House debates

Monday, 9 February 2015

Condolences

Uren, Hon. Thomas, AC

2:17 pm

Photo of Tanya PlibersekTanya Plibersek (Sydney, Australian Labor Party, Deputy Leader of the Opposition) Share this | Hansard source

To many of us on this side of the parliament we cannot imagine a Labor Party without Tom Uren. My friend the member for Grayndler spoke very movingly about his great friend and mentor but, really, Tom was more like a father to the member for Grayndler than just a mentor. And so he was to many of us on this side of the parliament a great comrade, a great friend and a great mentor. Before I was the member for Sydney, before I was even the Labor candidate, he supported me in my preselection for the seat of Sydney. He was absolutely unstinting in his support of the member for Grayndler, of me and of many others on this side. He was a great inspiration, a great elder statesman and a very loving friend.

He had a great belief in the obligation of all of us to do what we can to help others. As a young, strong man in a prisoner-of-war camp Tom made sure that he always lifted the heavy end of the log as a matter of responsibility, because he could, and what his mates could not carry he would carry for them, and when they could not walk they would lean on him. Looking back, later in his life, he said that his great regret was not when those who were weaker than him needed his protection and strength, his great regret was that he felt pride at opportunity rather than humility. You understood the measure of him as a human being when he spoke about his love not just for his fellow prisoners of war but that he was able to translate that love even to his enemies, his wartime enemies.

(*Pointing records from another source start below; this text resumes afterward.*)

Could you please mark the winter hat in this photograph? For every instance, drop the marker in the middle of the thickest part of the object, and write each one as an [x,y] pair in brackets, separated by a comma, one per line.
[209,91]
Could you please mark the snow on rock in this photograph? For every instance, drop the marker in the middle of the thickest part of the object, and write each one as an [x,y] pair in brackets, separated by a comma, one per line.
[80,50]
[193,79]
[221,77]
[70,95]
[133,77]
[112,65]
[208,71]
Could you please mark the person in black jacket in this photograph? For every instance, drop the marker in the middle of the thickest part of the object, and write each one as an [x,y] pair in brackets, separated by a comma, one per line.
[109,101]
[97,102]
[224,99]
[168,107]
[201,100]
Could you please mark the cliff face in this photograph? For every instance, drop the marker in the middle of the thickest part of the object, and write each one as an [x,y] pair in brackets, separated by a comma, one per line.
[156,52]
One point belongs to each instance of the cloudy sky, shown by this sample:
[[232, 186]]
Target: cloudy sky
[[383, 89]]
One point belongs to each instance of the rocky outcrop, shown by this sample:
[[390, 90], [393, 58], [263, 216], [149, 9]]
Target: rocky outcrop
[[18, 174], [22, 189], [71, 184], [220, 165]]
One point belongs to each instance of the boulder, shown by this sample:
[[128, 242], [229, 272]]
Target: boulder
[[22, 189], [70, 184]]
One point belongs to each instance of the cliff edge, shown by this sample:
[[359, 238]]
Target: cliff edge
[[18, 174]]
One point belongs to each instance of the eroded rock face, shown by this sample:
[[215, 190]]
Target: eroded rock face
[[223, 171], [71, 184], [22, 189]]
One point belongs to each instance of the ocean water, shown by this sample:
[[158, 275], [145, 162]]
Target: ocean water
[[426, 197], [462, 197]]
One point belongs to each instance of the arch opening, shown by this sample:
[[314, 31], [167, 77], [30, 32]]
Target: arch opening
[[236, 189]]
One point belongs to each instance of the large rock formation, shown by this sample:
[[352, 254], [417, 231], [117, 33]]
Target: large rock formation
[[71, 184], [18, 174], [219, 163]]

He was left not with bitterness after the war but with an unshakable conviction of the importance of mutual support and collective action—taught to him by his great mentor and friend Weary Dunlop. He came home too with a deep dedication to the cause of peace. He saw those bombs dropped on Hiroshima and Nagasaki, and they bred in him an unyielding revulsion of the idea of nuclear weapons.

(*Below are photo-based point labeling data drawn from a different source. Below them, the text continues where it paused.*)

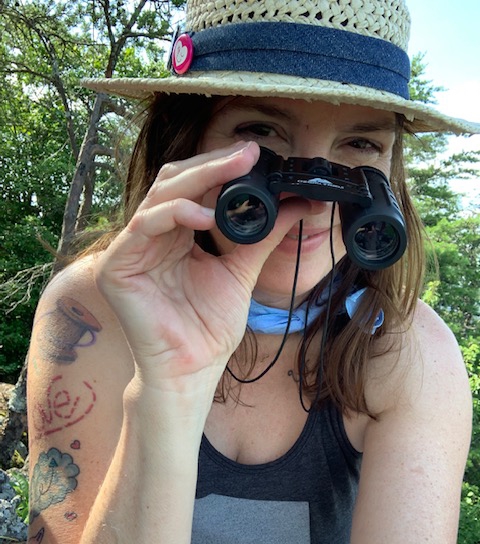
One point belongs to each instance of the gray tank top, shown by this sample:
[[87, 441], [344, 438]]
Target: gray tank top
[[304, 497]]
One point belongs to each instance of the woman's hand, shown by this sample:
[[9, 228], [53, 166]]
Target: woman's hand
[[183, 310]]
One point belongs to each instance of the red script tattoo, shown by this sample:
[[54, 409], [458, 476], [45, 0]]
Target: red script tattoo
[[63, 407]]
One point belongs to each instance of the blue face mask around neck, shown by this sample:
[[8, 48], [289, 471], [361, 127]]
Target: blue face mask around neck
[[267, 320]]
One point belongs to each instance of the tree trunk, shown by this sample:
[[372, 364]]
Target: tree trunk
[[83, 170]]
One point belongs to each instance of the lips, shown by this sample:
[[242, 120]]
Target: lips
[[311, 238]]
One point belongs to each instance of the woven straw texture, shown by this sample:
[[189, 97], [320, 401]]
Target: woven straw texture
[[385, 19]]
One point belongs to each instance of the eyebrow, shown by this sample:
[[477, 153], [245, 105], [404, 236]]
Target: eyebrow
[[246, 104], [386, 125], [252, 104]]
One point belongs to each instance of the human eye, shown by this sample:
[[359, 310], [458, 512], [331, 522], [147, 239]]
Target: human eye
[[364, 145]]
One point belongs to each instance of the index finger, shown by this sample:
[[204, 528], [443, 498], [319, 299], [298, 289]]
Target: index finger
[[193, 177]]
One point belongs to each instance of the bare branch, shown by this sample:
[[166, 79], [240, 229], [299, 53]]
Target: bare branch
[[23, 283]]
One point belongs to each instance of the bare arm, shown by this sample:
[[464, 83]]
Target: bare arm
[[178, 315], [415, 454]]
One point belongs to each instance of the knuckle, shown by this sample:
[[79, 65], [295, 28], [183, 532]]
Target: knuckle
[[168, 170]]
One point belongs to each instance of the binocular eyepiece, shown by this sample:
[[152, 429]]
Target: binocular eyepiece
[[373, 227]]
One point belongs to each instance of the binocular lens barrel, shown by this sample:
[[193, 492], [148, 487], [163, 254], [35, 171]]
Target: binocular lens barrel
[[376, 241], [246, 215], [374, 235]]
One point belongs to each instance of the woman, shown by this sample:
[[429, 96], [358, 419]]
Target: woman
[[156, 415]]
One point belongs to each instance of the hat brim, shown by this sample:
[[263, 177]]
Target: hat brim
[[420, 117]]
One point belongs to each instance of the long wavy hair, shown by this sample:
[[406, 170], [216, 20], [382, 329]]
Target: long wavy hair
[[173, 125]]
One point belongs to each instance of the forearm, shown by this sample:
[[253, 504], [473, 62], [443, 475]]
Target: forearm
[[148, 493]]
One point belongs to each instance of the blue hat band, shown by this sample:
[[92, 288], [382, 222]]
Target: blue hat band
[[305, 51]]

He was also the first member of parliament to question Australia's involvement in the Vietnam War, in August 1962, and was always a presence at those marches. He remained close—always, right through his life—to the government in Vietnam and travelled there many times. As the member for Grayndler said, his support was for the veterans of the war in Vietnam and Australian veterans of all wars, and he was very proud indeed of Prime Minister Gillard's agreement to provide compensation to all former prisoners of war.

Tom Uren was Minister for Urban and Regional Development in the Whitlam government, and the residents of Sydney have much to be grateful to him for: the preservation of the inner-city working-class communities, Glebe, Woolloomooloo and Millers Point, and our beautiful harbour foreshore. Tom had a vision that any Australian should be able to walk from headland to headland, along the harbour foreshore, that it should not be just the preserve of the rich, and he did all he could to see that vision come to fruition. But it was not just the beautiful harbour foreshore that he cared about—as the chair of the Parramatta Park Trust, he was absolutely dedicated to having green, open space for the residents of Western Sydney too.

He lived a long, rich and full life and never gave up his activism within the Labor Party and his activism within our community. He had many causes and many friendships beyond the Labor Party as well. He was called an honorary Josephite by the Josephite nuns. He was a great supporter of the work of Saint Mary MacKillop. He was a great supporter of the independence of Timor-Leste and counts the leaders of the independence movement among his closest friends. He would quote to us often the words of Martin Luther King, 'Hate distorts the personality and scars the soul. It is more injurious to the hater than the hated.'

If you could define such a long and rich and varied life by one philosophy, that philosophy that Weary Dunlop instilled in him of the strong looking after the week—of each of us having a responsibility to all of us—and that philosophy of Martin Luther King—that hate distorts the hater and damages the hater more than the hated—would be his two guiding tenets. To his wife Christine, daughter Ruby, and Michael and Heather, his children with his beloved first wife, Patricia, our thoughts are with you. We have all lost a great friend and a great comrade.